The surface area available for an attack is attractive but the presence of signatures did not bode well for exploitability. Nevertheless, we tooled up and proceeded to fuzz, and within a few seconds of pulling the trigger, got this:

localdos.gif

So what is going wrong exactly? A lack of bounds checking in kerberos.dll!KerbVerifyPacSignature (what luck!). Specifically, setting a large value for the cbBufferSize field of the KDC checksum PAC_INFO_BUFFER entry will trigger this issue.

Getting a crash here is lucky for the reason that it is among the few pieces of functionality an attacker may influence before the KDC checksum is validated, and because we don’t know the KDC key, cannot forge.

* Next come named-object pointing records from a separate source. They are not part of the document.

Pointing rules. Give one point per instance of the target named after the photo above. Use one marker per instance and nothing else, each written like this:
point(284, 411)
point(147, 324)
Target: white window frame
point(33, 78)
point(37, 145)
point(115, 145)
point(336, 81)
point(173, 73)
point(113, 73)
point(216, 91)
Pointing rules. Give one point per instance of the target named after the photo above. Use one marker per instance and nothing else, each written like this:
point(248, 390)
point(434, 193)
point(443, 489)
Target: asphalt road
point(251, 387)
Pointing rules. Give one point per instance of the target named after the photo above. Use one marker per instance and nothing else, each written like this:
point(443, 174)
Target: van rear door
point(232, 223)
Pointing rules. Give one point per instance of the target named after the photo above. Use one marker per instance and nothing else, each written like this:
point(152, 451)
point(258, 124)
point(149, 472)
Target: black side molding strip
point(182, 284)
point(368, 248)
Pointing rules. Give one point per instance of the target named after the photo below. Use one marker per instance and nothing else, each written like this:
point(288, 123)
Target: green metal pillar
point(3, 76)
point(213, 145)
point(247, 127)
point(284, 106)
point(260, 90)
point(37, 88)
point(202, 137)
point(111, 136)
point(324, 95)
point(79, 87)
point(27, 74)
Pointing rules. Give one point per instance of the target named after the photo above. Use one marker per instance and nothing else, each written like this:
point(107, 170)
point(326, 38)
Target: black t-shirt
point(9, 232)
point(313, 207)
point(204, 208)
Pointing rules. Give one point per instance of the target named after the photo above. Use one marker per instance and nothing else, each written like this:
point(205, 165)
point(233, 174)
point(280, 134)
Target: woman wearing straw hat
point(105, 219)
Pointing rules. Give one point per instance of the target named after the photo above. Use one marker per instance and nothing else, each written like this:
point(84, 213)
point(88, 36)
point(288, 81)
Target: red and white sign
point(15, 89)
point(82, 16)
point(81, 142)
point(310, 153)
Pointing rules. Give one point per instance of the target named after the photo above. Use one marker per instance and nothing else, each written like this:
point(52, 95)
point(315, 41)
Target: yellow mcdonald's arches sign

Due to the critical nature of the LSASS process, a crash will result in a full system reboot, following a 60-second timeout interval.

Round 2 - Remote Crashes

Well, local DoS bugs are useful primitives, but there are many of those already (Microsoft do not seem particularly interested in fixing these). My confederate and I began discussing ways to trigger the same vulnerable code path but remotely. This is possible, as it turns out, by using S4U2Proxy. Thank you, Elad! Very clever.

S4U2Proxy can only be invoked by services configured for Constrained Delegation, which can normally only be done by a user with the SeEnableDelegation privilege. However, the introduction of Resource-based Constrained Delegation allows all resources to enable arbitrary accounts to invoke S4U2Proxy. Any domain user can create a computer account with an SPN by default by abusing the MachineAccountQuota, and then configure Resource-based Constrained Delegation from the computer account to itself, as explained in Elad’s paper.

We weaponized Rubeus to launch the PoC and much to our surprise, it was enough to crash the DC. Here’s Rubeus being rambunctious:

remotedos.gif

The stack trace was actually different from the former crash, but in logically identical functionality - suggesting duplicate code (tut tut!).

There are some interesting abuse cases for cycling a DC, as you might imagine, but we will save that for another time.

Author

Danyal Drew (@danyaldrew)

Thanks to Elad for the ideas and assistance - without his knowledge of Kerberos and persistent hectoring against my online reclusiveness, the bug would not have been found nor this post written. Lunch club for the conspiratorial atmosphere.

Disclosure Timeline

  • 1st March: Report sent to Microsoft
  • 5th March: Automated response
  • 16th March: Response from the case manager
  • 28th March: Request to delay disclosure until June patch release
  • 12th June: Patch released (CVE-2019-0972)

The moral of the story is to never assume a target has been thoroughly exhausted be plucky, and follow your nose.